Turning inwards: Shabaka. Photograph: Udoma Janssen
Turning inwards: Shabaka. Photograph: Udoma Janssen

Shabaka: Afrikan Culture review – open-ended shimmer

This article is more than 1 year old

(Impulse!)
The saxophonist’s debut solo outing is a shift towards the meditative, but still crackles with his signature energy

Extraordinarily, this mini-album marks the solo debut of saxophonist and band leader Shabaka Hutchings, lauded for his work with Sons of Kemet, the Comet Is Coming and Shabaka & the Ancestors. Existing only as a download (why?), Afrikan Culture finds the now mononymous Shabaka moving away from the frenetic tempos and boisterousness of his other three collaborations and turning inwards towards a more meditative state.

Titles such as Black Meditation or Ritual Awakening hint at a work of open-ended shimmer, one perhaps aimed at rooting meditative practice in sounds more germane to the jazz sound palette – a work allied to recent ambient jazz treasures such as Nala Sinephro’s Space 1.8 and Floating Points, Pharoah Sanders and the LSO’s Promises. Call It a European Paradox features the bejewelled, open-ended interplay of the kora (the west African lute), the shakuhachi (a Japanese flute) and bell-like percussion.

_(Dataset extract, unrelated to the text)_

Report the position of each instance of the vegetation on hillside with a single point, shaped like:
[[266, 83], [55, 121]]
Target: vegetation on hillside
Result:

But the reality is that Shabaka in chill mode still remains instantly recognisable. On tracks such as Ital is Vital, whose title nods to the life force-affirming vegetarian diet of Rastafarianism, the transcendental yin haziness makes way for Shabaka’s signature tongue work and yang directness. He seems unable to resist playing the flute like his saxophone – with vigour.